Man who wasn't there, The

USA, 116min
Filmspiegel-Auszeichnung
R:Joel Coen
B:Joel Coen, Ethan Coen
D:Billy Bob Thornton,
Frances McDormand,
James Gandolfini,
Tony Shalhoub
L:IMDb
„Trockenreinigung...könnte das das ganz große Ding sein?”
Inhalt
Eigentlich schien Ed (Billy Bob Thornton) mit seinem Leben zufrieden zu sein, doch als sich ihm die Gelegenheit bietet, wird er von dem Wunsch gepackt, sich selbstständig zu machen. Das Startkapital dazu erlangt er durch eine Erpressung. Doch durch zahlreiche Verwirrungen kommt es zu einem Mord, und als es an die Aufklärung geht, gerät Ed immer mehr unter Druck.
Kurzkommentar
Auf den Punkt gebracht: "The man who wasn't there" ist einfach stinklangweilig. Einschläfernd. Ansonsten ist er gar nicht schlecht. Formal beweisen die Coen-Brüder durchaus ihre Könnerschaft, besonders Thornton spielt besser denn je, und sogar der Geschichte kann man was abgewinnen. Wenn er nur ein bisschen weniger öde wäre.
Kritik
Eines konnten die Coen-Brüder schon immer, und das zeichnete ihre Filme stets aus: die Gegenwart beobachten und dem Zeitgeschmack voraus sein. In verkrampften Zeiten drehten sie lockere Filme (The Big Lebowski), in politisch korrekten Zeiten völlig inkorrekte Filme (Fargo), und in unruhigen Zeiten wie diesen, da drehen sie eben ruhige Filme. Genau das ist eigentlich die Haupteigenschaft von "The man who wasn't there". Obwohl es mehre Morde gibt, Ehebruch, Hochzeiten, Verhaftungen, trotz alledem wirkt der Film sehr ruhig.

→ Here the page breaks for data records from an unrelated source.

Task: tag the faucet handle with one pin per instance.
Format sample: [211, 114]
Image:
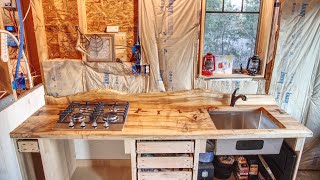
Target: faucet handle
[235, 92]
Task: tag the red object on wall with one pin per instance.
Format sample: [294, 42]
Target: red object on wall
[208, 64]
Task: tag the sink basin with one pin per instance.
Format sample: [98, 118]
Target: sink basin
[245, 119]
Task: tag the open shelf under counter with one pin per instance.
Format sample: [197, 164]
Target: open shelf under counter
[102, 170]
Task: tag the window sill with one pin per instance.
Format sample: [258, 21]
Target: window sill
[231, 76]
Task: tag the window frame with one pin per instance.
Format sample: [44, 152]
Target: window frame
[262, 39]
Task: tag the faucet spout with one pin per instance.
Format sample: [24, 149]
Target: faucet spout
[235, 98]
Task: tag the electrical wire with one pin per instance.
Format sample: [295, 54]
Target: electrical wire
[21, 38]
[3, 93]
[12, 19]
[26, 15]
[23, 55]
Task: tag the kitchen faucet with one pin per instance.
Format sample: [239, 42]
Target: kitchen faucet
[234, 98]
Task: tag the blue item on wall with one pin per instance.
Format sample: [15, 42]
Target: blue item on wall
[15, 83]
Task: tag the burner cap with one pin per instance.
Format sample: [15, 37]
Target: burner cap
[110, 117]
[114, 108]
[84, 108]
[77, 117]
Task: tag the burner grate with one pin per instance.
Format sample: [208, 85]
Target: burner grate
[94, 115]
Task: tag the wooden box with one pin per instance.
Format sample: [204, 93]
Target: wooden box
[165, 175]
[178, 161]
[155, 147]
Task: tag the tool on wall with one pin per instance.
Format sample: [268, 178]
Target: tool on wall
[208, 64]
[83, 42]
[253, 65]
[96, 44]
[138, 68]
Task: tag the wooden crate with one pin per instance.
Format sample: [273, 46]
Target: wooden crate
[165, 161]
[165, 147]
[186, 174]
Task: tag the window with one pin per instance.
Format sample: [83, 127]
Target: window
[231, 28]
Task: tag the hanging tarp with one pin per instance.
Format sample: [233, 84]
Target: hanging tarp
[65, 77]
[297, 56]
[169, 33]
[295, 79]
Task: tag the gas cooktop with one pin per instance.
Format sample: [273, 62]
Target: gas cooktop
[107, 116]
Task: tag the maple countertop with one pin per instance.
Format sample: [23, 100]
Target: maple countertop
[174, 115]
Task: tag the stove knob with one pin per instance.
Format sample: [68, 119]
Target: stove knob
[83, 124]
[71, 124]
[94, 125]
[106, 125]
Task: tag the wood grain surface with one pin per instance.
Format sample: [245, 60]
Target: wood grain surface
[175, 115]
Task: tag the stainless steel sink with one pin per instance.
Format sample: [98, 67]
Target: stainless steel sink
[247, 119]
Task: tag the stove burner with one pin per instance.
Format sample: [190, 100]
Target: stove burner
[107, 115]
[110, 117]
[77, 117]
[84, 108]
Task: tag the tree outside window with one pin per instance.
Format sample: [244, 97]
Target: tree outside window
[231, 28]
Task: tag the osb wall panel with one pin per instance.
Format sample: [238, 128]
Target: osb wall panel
[122, 13]
[61, 17]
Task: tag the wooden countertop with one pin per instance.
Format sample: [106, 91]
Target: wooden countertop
[176, 115]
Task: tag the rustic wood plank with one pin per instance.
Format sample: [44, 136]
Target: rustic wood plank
[183, 115]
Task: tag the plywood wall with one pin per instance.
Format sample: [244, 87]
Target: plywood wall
[61, 17]
[122, 13]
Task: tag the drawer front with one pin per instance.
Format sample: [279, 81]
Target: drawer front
[165, 147]
[168, 175]
[247, 146]
[165, 162]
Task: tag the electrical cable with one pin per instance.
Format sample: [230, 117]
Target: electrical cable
[21, 38]
[26, 15]
[3, 93]
[23, 55]
[12, 19]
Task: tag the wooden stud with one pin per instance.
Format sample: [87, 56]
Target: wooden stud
[202, 32]
[82, 14]
[300, 142]
[133, 160]
[127, 146]
[197, 150]
[58, 158]
[264, 33]
[41, 38]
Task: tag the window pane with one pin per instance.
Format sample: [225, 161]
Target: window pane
[214, 5]
[251, 6]
[232, 5]
[231, 34]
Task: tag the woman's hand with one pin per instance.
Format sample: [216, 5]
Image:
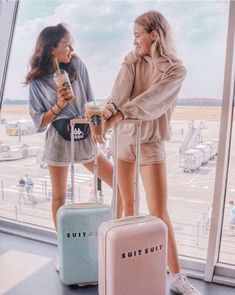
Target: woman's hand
[107, 114]
[64, 96]
[108, 124]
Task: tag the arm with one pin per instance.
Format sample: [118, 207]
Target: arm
[41, 111]
[155, 101]
[85, 79]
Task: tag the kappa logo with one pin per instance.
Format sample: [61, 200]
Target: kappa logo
[78, 134]
[139, 252]
[84, 234]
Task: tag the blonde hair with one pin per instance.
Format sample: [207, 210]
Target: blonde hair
[163, 46]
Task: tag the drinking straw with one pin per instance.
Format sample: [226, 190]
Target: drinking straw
[57, 64]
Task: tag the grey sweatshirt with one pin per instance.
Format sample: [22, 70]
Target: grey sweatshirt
[43, 95]
[147, 90]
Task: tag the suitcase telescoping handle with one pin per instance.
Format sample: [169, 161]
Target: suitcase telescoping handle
[95, 170]
[137, 167]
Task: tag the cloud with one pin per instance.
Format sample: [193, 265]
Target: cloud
[103, 35]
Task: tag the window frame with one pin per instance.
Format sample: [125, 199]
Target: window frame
[209, 270]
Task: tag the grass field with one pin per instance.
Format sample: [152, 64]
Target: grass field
[180, 112]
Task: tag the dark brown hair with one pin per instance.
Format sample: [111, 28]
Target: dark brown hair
[41, 62]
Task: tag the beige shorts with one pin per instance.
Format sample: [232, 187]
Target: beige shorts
[151, 152]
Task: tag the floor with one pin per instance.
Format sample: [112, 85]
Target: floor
[27, 268]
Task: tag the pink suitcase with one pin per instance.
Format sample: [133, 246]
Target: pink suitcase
[133, 250]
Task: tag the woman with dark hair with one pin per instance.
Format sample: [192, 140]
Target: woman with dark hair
[47, 105]
[146, 89]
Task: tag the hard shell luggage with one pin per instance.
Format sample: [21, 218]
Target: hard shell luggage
[132, 250]
[77, 226]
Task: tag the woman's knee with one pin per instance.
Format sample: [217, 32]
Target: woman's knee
[161, 214]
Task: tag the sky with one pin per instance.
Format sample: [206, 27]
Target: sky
[103, 35]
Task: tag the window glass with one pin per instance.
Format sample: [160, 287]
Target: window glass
[227, 254]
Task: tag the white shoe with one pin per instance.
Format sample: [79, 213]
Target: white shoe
[57, 264]
[181, 285]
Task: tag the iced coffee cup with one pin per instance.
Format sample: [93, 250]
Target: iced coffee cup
[94, 112]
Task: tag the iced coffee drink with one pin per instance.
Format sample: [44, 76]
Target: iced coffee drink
[61, 79]
[95, 116]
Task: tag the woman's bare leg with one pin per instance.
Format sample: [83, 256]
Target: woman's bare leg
[105, 172]
[126, 185]
[155, 184]
[58, 176]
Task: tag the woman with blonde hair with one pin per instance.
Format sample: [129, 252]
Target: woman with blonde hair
[146, 89]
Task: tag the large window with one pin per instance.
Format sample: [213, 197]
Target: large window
[200, 30]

Unzweifelhaft liegt das an den eingesetzten Stilmitteln: Denn nicht nur spricht die Hauptfigur tatsächlich recht wenig (die anderen dafür umso mehr), auch die Schwarzweiss-Filmtechnik und die endlose Langsamkeit tun das Ihrige dazu. Eines gelingt hervorragend: Den Zuschauer in die Perspektive des Protagonisten, Ed, zu versetzen, der den ganzen Krach um sich herum kaum wahrnimmt, die Welt, die ihn umgibt, weitestgehend ignoriert - er ist der Mann, der gar nicht da ist. Ed erscheint geradezu empfindungslos, unemphatisch, nur in einem Moment lodert sein Interesse: Er sieht die Chance, sein Leben zu verbessern, und greift zu. Doch er denkt nicht an die Zukunft, an die Folgen, weil er überhaupt wenig an seine Umwelt denkt. Und so gerät eine Maschinerie ins Rollen, in Gang gesetzt von einem Menschen, der gewissermaßen nicht auf die Bühne treten sollte. Ohne Ed dreht sich die Welt, wie es sich gehört, doch als er einmal in seinem tristen Leben in die Welt eingreift, da geht alles schief. Und selbst in all dem Chaos, das er verusacht, nimmt kaum jemand Notiz von ihm, meisterhaft dargelegt in einer Szene, in der er den Mord gestehen will, doch niemand zeigt Interesse dafür, niemand nimmt ihn Ernst.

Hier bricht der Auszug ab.